The answer may lie with the Left’s accusation that the United States and Israel are hypocritical to possess nuclear weapons while forbidding them to other states. This is a morally frivolous objection for two reasons. First, it dispenses with any assessment of the dangers states like Iran may pose. Nor does it give any weight to the history of restraint represented by the United States and Israel. The United States has proven a responsible steward of the atomic bomb. We have used nuclear weapons only twice—sixty-four years ago—and that was in a war which began with an attack on the United States. Israel, which has possessed nuclear weapons since the 1960s (an open secret), has never used them. During the 1973 Yom Kippur War, Israel’s very existence was on the line from the invading armies of Egypt and Syria. Israel did not use nukes even then.
We can agree that hypocrisy is a bad thing. However, advocates of the International Second Amendment think there is nothing worse. By all means, let Iran incinerate Tel Aviv; at least we will not have hypocritically infringed Iran’s right to nuclear weapons. During the Cold War it was often said, “Better dead than Red.” Today that’s become “Better dead than hypocritical.”
But where is the hypocrisy? Israel’s possession of nuclear weapons is not hypocritical since Israel has not signed the NPT: Israel has not promised not to develop nuclear weapons. Any hypocrisy lies with Iran which has signed the NPT and thus has pledged itself to nuclear development only for peaceful uses.
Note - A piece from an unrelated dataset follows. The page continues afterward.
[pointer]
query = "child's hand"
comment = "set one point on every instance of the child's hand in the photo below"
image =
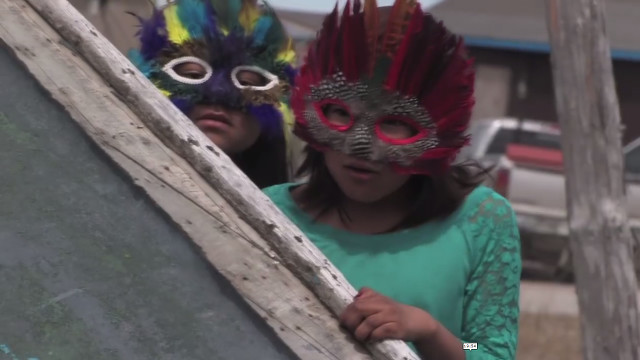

There is no universal right for all states to possess nuclear weapons. During the Cuban Missile Crisis, no one argued that Cuba was entitled to nuclear arms. Instead, the United States, with the approval of the world, moved to interdict them. What all states do possess, however, is the right to self-defense. Since the prime target of Iranian nuclear weapons would be Israel, Iran’s putative “right” to possess nuclear arms gives way to Israel’s right to self-defense. Israel has every reason to feel nervous. Iranian President Ahmadinejad has declared that Israel “should be wiped off the map.” Iran’s apologists have protested that this statement was mistranslated. Irrespective of this statement, anxieties reasonably remain. In 2006, the Iranian Foreign Ministry sponsored an international conference of Holocaust deniers in Tehran. Iran continues to back the terrorist group Hezbollah, whose charter names the destruction of Israel as a goal. Finally, the Iranian leadership adheres to an apocalyptic form of Islam which looks for the return to Earth of a legendary figure: the Twelfth, or “hidden,” Imam. Believers hold that the destruction of Israel is necessary for the Twelfth Imam’s return. Even if it were true that Ahmadinejad’s provocative statement was “mischaracterized,” Israel’s fears would be far from allayed. Iran refuses to recognize Israel’s right to exist and will not exchange ambassadors. Iran also supports Hamas and Hezbollah. It is no wonder that the West reads the worst in Iranian intentions.